The government, the Prime Minister, the Minister of Justice and I have all indicated this to organizations with which we have met. I have met with the advisory council and the national action committee, and perhaps more women’s groups than the hon. member over the last two months, to discuss this matter and I indicated, that we are prepared to look at any proposed changes which would improve upon the law. But we do want to see the committee’s considerations because 1, for one, would not want to impose my judgment on that committee. It has a mandate from this Parliament which I respect, and I assume that it will follow through, listen to briefs put before it, then act and use its judgment accordingly. It is very important that we recognize and respect the due procedures of this House.
It would be wrong for the hon. member to try to create false confrontation where there is none because we have already indicated our interest in improving upon the charter and our interest in looking with favour upon the recommendations of the committee.
Miss Jewett: Mr. Chairman, the reason I was so conciliatory is because I am so concerned about this matter that I want the minister to give it serious attention. That is why I have been trying to talk about it in a non-confrontational way. The fact is, the minister has not read the briefs very carefully or, if he has, he has not understood them.
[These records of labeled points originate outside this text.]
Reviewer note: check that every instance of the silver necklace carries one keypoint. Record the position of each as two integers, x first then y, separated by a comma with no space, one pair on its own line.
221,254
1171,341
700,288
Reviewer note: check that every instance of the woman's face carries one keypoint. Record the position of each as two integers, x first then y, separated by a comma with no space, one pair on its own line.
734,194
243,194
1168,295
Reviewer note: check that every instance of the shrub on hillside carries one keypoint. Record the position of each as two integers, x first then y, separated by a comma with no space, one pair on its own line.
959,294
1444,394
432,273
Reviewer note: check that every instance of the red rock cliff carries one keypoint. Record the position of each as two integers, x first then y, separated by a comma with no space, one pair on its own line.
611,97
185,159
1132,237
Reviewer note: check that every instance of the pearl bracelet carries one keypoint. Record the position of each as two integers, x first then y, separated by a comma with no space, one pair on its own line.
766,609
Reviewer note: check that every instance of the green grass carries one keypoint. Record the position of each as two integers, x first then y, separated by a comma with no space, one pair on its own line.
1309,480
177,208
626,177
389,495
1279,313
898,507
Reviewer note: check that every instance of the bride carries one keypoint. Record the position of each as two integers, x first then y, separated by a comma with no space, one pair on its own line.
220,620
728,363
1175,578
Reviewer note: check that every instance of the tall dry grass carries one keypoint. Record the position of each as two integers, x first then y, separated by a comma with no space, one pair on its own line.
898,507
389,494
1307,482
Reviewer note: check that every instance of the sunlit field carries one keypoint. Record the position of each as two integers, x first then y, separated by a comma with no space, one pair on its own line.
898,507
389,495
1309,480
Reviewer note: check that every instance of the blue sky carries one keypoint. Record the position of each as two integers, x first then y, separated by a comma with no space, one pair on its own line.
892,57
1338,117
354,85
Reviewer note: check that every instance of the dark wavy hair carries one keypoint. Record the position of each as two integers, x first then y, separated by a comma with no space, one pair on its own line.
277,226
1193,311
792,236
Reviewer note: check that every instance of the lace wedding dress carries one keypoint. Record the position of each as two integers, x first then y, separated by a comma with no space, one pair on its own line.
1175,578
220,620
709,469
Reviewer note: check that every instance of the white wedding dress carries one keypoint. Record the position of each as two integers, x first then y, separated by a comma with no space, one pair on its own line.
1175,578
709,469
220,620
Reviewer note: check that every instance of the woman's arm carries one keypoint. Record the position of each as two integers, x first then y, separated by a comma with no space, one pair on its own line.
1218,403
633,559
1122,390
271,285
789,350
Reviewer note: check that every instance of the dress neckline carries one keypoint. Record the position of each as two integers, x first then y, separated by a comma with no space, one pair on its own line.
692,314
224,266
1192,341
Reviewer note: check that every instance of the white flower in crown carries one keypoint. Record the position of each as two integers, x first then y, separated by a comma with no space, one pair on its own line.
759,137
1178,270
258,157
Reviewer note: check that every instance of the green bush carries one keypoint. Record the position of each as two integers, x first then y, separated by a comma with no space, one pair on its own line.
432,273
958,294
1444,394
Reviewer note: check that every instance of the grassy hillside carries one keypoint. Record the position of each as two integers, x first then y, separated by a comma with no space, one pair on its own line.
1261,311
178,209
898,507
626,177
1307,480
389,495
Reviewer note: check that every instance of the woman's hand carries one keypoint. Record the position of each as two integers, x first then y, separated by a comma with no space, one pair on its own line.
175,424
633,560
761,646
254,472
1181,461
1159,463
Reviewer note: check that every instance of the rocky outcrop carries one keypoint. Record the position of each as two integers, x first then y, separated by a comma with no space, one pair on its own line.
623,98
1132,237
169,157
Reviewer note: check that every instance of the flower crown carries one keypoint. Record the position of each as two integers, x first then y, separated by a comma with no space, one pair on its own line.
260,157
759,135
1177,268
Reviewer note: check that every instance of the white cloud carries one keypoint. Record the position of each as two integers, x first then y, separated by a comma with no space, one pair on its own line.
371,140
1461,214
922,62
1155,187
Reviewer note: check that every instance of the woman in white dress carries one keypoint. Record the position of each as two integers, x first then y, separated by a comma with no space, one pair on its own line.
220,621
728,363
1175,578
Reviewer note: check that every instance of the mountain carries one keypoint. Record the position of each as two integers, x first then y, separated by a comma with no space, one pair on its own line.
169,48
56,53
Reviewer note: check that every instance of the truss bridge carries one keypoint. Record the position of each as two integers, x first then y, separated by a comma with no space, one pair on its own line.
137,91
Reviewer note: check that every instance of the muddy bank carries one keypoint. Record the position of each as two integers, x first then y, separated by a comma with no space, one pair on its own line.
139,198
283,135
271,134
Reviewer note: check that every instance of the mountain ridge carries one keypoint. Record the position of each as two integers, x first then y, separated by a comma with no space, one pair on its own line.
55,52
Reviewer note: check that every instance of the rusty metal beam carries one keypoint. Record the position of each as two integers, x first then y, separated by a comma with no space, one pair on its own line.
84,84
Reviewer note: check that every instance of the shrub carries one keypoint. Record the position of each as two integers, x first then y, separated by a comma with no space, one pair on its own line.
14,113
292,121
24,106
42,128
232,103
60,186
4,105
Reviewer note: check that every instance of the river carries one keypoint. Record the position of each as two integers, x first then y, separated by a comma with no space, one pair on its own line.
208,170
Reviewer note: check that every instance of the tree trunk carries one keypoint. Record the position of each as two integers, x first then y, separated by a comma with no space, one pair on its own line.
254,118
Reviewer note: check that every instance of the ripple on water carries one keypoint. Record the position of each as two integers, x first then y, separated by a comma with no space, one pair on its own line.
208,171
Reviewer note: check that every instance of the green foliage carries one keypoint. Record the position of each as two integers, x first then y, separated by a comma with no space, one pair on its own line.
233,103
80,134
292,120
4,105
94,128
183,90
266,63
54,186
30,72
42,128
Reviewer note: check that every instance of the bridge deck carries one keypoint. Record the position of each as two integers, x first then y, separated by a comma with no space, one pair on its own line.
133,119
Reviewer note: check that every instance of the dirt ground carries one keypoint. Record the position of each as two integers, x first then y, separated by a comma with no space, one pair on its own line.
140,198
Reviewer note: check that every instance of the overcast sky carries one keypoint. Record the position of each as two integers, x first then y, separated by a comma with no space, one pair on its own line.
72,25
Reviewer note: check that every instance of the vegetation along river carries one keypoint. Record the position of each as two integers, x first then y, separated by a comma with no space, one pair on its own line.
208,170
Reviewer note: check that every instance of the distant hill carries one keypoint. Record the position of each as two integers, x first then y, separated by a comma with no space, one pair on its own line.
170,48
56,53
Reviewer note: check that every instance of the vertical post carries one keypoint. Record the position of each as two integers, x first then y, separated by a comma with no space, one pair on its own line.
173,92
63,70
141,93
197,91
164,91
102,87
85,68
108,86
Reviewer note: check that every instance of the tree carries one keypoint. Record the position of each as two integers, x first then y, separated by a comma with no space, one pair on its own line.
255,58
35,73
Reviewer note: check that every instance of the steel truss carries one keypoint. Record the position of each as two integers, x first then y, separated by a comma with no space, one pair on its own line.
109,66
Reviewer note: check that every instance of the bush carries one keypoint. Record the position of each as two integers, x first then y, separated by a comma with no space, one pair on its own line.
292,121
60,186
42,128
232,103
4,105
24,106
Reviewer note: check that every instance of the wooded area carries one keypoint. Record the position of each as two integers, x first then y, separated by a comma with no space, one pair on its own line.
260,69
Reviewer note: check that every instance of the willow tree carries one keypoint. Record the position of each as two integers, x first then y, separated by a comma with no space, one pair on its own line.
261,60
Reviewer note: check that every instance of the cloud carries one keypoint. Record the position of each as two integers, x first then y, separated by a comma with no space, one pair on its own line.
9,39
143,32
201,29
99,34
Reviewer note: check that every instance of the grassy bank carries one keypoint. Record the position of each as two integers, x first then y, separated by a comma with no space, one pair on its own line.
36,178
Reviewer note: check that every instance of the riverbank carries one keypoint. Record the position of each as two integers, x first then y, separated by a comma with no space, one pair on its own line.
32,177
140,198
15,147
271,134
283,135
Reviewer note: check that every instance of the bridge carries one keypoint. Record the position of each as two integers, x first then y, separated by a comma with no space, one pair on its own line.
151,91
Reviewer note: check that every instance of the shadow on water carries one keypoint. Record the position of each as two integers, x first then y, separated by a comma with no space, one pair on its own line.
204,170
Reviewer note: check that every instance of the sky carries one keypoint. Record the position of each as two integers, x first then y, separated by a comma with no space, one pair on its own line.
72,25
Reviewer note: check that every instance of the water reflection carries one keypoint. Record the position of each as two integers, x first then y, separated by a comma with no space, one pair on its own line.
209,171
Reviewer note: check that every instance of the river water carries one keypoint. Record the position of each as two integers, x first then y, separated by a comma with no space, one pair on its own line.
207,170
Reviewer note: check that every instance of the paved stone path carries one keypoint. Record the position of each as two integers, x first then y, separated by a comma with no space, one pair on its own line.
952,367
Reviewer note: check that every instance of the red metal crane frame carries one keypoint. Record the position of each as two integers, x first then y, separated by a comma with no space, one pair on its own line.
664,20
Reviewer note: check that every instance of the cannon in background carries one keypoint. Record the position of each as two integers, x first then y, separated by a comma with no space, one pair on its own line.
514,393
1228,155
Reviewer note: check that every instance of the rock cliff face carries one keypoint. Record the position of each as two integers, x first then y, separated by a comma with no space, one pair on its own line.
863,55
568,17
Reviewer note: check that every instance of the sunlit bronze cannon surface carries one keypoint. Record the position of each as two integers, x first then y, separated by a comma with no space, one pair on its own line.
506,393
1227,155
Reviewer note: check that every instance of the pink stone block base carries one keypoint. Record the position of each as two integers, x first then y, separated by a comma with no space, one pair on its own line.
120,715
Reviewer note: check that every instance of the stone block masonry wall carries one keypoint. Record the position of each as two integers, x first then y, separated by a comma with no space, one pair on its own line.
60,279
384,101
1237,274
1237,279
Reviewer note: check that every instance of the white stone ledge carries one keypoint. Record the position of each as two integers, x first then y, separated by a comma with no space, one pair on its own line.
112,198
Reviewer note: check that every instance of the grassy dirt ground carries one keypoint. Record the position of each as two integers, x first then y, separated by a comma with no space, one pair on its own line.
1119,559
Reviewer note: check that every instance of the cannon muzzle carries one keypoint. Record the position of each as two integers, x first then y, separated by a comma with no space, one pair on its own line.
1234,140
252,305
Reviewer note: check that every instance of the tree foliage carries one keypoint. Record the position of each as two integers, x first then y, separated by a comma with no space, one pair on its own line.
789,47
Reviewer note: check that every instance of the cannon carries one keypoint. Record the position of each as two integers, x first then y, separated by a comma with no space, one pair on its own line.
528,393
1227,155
They are not contradictory. I am speaking now of the Human Rights Commission brief, the NAC brief and his own advisory council brief as well as the National Association of Women and the Law brief. All hone in on the same point so it is wrong to say that they are contradictory. They all point out very carefully that the matter is complex and that entrenchment of the same words will not do any good at all. The most recent brief points out that an examination of the two leading sex inequality cases, Lavell and Bliss, reveals that the decisions did not turn on a difference between a statutory and a constitutional standard for equality. It says that they are not at all confident that the Supreme Court will begin to interpret this clause, which is worded exactly the same as it is in the Canadian Bill of Rights, in a broader way simply because it is entrenched and that in their view these words are likely to receive exactly the same interpretation after entrenchment as before. That is the view of all of the constitutional experts who have helped these groups to prepare briefs. There is no contradiction whatsoever.
The Curr case that the minister mentioned is irrelevant. The Baines paper did discuss it very briefly because it is not relevant to the equality of women.
As to the three-year time period, Mr. Chairman, they have all said the same. The only part of the constitutional document that says this clause does not have to be enforced for three years will prevent a good deal of the inequality that now exists from being adjudicated. This is a very serious question. I am glad the minister has talked to these groups but I am sorry that he did not consult them ahead of time, particularly the advisory council. I think they would have been helpful in drawing up the constitutional proposals in a more reasonable fashion in the first place.
I am sorry that the minister has not taken up the cause more vigorously than he has to date. I would have thought that one way to do that would be to use his influence with the Minister of Justice and his department to ensure that the changes unanimously agreed upon will be made. I hope he will reconsider his rather laissez-faire attitude on a matter that I am sure concerns him as much as it does all the women for whom, in a way, he speaks as the minister responsible for women.